It is said that sometimes the people you think might kick you when you’re down, will be the very ones to help you get back up!
For me this is all about judgment and perception. You see, I think that people have perceptions about other people based on things like, the way they dress. So someone is judged by what they are wearing and the perception is that they would never assist or have the empathy or compassion to help a fellow human being! How bizarre!
I believe that perception is how facts are interpreted and that if those facts are not looked at in their entirety then they are often distorted and that that is why perceptions are so often skewered.

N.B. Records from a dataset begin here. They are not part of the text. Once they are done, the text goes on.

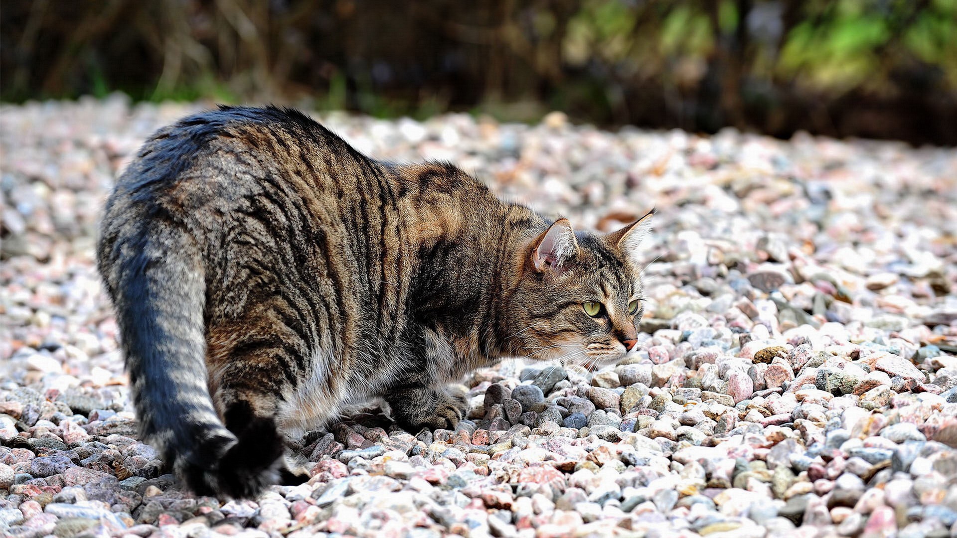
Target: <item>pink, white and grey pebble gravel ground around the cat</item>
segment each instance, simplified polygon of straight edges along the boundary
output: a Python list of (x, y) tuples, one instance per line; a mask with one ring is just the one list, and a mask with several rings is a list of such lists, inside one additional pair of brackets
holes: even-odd
[(957, 535), (957, 152), (560, 114), (323, 120), (580, 227), (657, 207), (638, 350), (505, 361), (455, 432), (371, 409), (301, 439), (308, 483), (189, 494), (136, 437), (93, 244), (118, 170), (196, 108), (0, 107), (5, 535)]

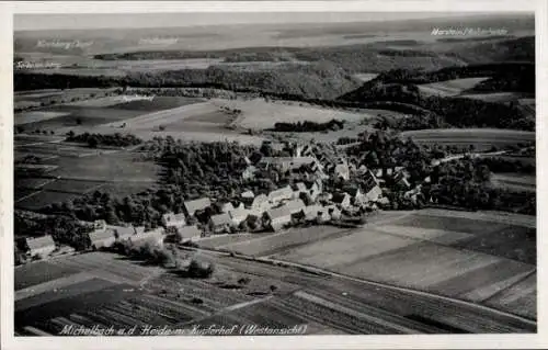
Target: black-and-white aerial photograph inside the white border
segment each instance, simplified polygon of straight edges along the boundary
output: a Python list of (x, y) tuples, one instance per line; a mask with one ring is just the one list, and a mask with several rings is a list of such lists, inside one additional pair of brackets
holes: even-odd
[(16, 338), (537, 334), (533, 12), (13, 35)]

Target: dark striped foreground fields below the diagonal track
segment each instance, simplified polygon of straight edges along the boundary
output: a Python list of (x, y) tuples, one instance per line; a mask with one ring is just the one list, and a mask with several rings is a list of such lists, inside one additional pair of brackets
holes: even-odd
[[(34, 281), (32, 290), (21, 284), (18, 289), (16, 334), (58, 335), (66, 325), (99, 325), (115, 329), (136, 326), (134, 336), (138, 336), (147, 326), (192, 329), (193, 325), (206, 328), (213, 324), (272, 328), (305, 325), (307, 335), (535, 330), (527, 320), (449, 300), (433, 301), (412, 291), (197, 255), (216, 264), (213, 278), (187, 279), (106, 252), (53, 259), (47, 263), (67, 270)], [(16, 269), (15, 276), (27, 279), (32, 266)], [(238, 285), (243, 276), (250, 282)], [(270, 285), (276, 285), (276, 291), (269, 291)], [(198, 298), (201, 303), (193, 302)], [(452, 317), (454, 313), (466, 315), (467, 321)]]

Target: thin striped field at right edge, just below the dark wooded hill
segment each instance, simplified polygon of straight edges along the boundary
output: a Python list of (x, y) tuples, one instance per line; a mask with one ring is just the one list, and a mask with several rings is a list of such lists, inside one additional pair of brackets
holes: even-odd
[(418, 144), (423, 145), (473, 145), (477, 151), (490, 150), (493, 146), (498, 148), (505, 148), (509, 146), (535, 142), (534, 132), (513, 129), (439, 128), (403, 132), (400, 135), (402, 138), (411, 137)]

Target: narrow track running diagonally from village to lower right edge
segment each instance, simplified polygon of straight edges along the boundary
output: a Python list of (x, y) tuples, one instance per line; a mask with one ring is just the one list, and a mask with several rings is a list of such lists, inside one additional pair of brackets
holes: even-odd
[(217, 250), (214, 250), (214, 249), (205, 249), (205, 248), (194, 248), (194, 249), (195, 250), (209, 251), (209, 252), (214, 252), (214, 253), (226, 256), (226, 257), (239, 258), (239, 259), (243, 259), (243, 260), (248, 260), (248, 261), (258, 261), (258, 262), (270, 263), (270, 264), (275, 263), (275, 264), (278, 264), (278, 266), (283, 266), (283, 267), (298, 268), (298, 269), (302, 269), (304, 271), (307, 271), (307, 272), (310, 271), (310, 273), (320, 273), (320, 274), (324, 274), (324, 275), (340, 278), (340, 279), (343, 279), (343, 280), (349, 280), (349, 281), (353, 281), (353, 282), (369, 284), (369, 285), (373, 285), (373, 286), (384, 287), (384, 289), (387, 289), (387, 290), (392, 290), (392, 291), (398, 291), (398, 292), (404, 292), (404, 293), (409, 293), (409, 294), (414, 294), (414, 295), (430, 297), (430, 298), (433, 298), (433, 300), (439, 300), (439, 301), (444, 301), (444, 302), (449, 302), (449, 303), (454, 303), (454, 304), (466, 306), (466, 307), (482, 309), (482, 311), (486, 311), (486, 312), (489, 312), (489, 313), (496, 314), (499, 316), (504, 316), (504, 317), (512, 318), (514, 320), (518, 320), (518, 321), (527, 324), (529, 326), (535, 326), (535, 327), (537, 326), (537, 321), (536, 320), (533, 320), (533, 319), (529, 319), (529, 318), (526, 318), (526, 317), (523, 317), (523, 316), (518, 316), (518, 315), (515, 315), (515, 314), (503, 312), (503, 311), (500, 311), (500, 309), (496, 309), (496, 308), (492, 308), (492, 307), (489, 307), (489, 306), (486, 306), (486, 305), (481, 305), (481, 304), (477, 304), (477, 303), (472, 303), (472, 302), (467, 302), (467, 301), (464, 301), (464, 300), (458, 300), (458, 298), (453, 298), (453, 297), (448, 297), (448, 296), (443, 296), (443, 295), (434, 294), (434, 293), (431, 293), (431, 292), (424, 292), (424, 291), (413, 290), (413, 289), (409, 289), (409, 287), (404, 287), (404, 286), (391, 285), (391, 284), (387, 284), (387, 283), (383, 283), (383, 282), (372, 281), (372, 280), (358, 279), (358, 278), (354, 278), (354, 276), (351, 276), (351, 275), (342, 274), (342, 273), (339, 273), (339, 272), (333, 272), (333, 271), (330, 271), (330, 270), (326, 270), (326, 269), (321, 269), (321, 268), (316, 268), (316, 267), (311, 267), (311, 266), (307, 266), (307, 264), (302, 264), (302, 263), (290, 262), (290, 261), (284, 261), (284, 260), (277, 260), (277, 259), (267, 259), (267, 258), (253, 258), (253, 257), (249, 257), (249, 256), (240, 255), (240, 253), (232, 253), (231, 255), (231, 253), (227, 253), (227, 252), (222, 252), (222, 251), (217, 251)]

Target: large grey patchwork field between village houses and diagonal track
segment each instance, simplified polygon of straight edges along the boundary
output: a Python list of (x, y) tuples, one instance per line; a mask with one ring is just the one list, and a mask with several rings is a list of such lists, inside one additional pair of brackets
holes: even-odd
[(362, 229), (292, 229), (228, 245), (219, 241), (216, 248), (476, 302), (535, 270), (536, 229), (528, 227), (534, 222), (523, 215), (499, 221), (495, 214), (465, 214), (408, 212), (375, 218)]

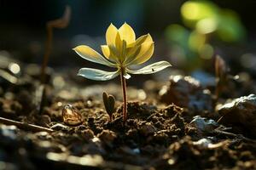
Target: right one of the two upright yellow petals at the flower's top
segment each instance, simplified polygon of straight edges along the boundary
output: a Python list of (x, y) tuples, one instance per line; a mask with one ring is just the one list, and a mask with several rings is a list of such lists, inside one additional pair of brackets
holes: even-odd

I am often amused at the way that others see me, for example. As an Internal Auditor, there seems to be an expectation of how I should behave, how I should dress and on some levels, even how I should think. That expectation is never met when they actually meet me and dare I say it, get to know me and that can cause a huge amount of confusion.
You see, often people think that I should be a quiet, shy introvert who dresses very conservatively and who thinks inside the box. The reality of the situation is that although I am an introvert, I am really not the shy or quiet – I say what I feel and tell it ‘like it is’. I am a jeans and t-shirt kind of girl and for me thinking in or out of the box is not an option – there is no box! I mean think about it for the moment – logically speaking, would you expect every single Internal Auditor on the planet to look, behave and think in exactly the same manner? If you really had to stop and think about it, I really don’t think that anyone would actually think like that and yet the expectation persists.
I think that we as individuals have to change our mindsets and our judgments and drop the blinkers, allowing ourselves to really look and see a person for who and what they are, instead of just making a judgment call before all the facts are in. I have no doubt that if we allowed this to happen, we would no longer be amazed to receive help and assistance from people who we ‘thought’ would kick us when we were down.
Give people the benefit of the doubt and allow them to be who they actually are, rather than who you perceive them to be.